An officer's cockade, moreover, the figurine depicts a junior-officer, and for junior-officers the cockade was then trimmed around the perimeter with a twisted cord in several rows, and in the center, in a field of alternating orange-black zigzags, the monogram of Alexander I was embroidered.
In your photos, the officer's cockade below is shown approximately correct, but the shako in the photo is not Russian, but Dutch.
This is the shako of the junior-officer of the guard.
This is a senior-officer of the grenadier regiment, his cockade on the shako was sheathed not with cord, but with round sequins. Compare the photo of the senior-officer's cockade.
View attachment 451017
Wrong! See color scheme for shako cockades in the infantry from 1811, which were used in 1812.

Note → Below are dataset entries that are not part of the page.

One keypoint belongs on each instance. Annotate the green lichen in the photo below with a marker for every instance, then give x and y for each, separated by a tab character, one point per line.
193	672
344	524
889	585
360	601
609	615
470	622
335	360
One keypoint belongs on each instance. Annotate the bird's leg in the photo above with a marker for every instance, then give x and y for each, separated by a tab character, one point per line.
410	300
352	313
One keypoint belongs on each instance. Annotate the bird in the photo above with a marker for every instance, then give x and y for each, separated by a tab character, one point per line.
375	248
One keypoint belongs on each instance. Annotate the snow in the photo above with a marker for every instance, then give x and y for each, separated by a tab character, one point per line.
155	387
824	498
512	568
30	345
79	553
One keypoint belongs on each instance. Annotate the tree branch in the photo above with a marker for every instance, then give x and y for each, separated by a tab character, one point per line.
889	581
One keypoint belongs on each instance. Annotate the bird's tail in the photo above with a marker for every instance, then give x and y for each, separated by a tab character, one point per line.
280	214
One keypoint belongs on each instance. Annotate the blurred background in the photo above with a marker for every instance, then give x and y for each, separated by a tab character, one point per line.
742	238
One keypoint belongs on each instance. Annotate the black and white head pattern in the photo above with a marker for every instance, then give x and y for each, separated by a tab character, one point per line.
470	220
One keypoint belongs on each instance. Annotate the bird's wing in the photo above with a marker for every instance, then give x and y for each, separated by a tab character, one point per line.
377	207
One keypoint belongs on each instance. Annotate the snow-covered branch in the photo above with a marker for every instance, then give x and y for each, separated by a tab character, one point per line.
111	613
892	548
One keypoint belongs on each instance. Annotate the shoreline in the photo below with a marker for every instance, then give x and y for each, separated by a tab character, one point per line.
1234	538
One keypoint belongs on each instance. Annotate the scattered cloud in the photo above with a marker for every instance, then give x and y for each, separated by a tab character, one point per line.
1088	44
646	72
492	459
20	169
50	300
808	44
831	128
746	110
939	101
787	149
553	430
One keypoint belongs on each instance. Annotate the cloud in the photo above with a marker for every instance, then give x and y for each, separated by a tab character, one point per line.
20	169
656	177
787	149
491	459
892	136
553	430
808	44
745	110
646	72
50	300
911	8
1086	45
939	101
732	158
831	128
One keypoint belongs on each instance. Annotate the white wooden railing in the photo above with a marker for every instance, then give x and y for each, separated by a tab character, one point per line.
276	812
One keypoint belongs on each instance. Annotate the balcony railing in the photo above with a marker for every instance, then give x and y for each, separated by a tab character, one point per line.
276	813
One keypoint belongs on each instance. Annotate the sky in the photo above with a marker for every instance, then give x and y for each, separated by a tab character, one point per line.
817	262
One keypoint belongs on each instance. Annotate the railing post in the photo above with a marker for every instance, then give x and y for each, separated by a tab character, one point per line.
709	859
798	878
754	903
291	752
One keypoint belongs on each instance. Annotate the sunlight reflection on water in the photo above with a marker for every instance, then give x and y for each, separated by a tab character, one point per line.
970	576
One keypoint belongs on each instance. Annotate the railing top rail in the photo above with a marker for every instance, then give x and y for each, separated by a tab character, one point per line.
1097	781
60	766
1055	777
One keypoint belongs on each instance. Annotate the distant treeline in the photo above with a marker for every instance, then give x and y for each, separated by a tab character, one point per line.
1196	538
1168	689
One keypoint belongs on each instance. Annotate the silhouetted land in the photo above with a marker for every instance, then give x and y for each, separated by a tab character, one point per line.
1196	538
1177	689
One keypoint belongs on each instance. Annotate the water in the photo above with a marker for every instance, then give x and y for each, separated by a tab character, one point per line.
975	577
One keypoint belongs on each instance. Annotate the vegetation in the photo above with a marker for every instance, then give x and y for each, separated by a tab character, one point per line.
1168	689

Here is the translation with decryption (do not forget that these colors apply only to soldiers in the rank of privates):
View attachment 451018
the Grenadiers have red cockades (in the first battalion they are full red, in the second with a dark green lower segment, in the third battalion with a yellow lower segment);
the Shooters have yellow cockades (in the first battalion they are full yellow, in the second battalion with a dark green lower segment, in the third battalion with a red lower segment);
the Fusiliers, Musketeers and Jaegers have two colors (in the first battalion they are white with a dark green core, in the second battalion they are dark green with a yellow core, in the third battalion they are red with a yellow core).
Well, they weren't always oval, before 1809 these cockades were round. And at the maritime department, round ones were preserved until the uniform reform of 1817 (but this does not apply to the figurine of a grenadier officer for 1812).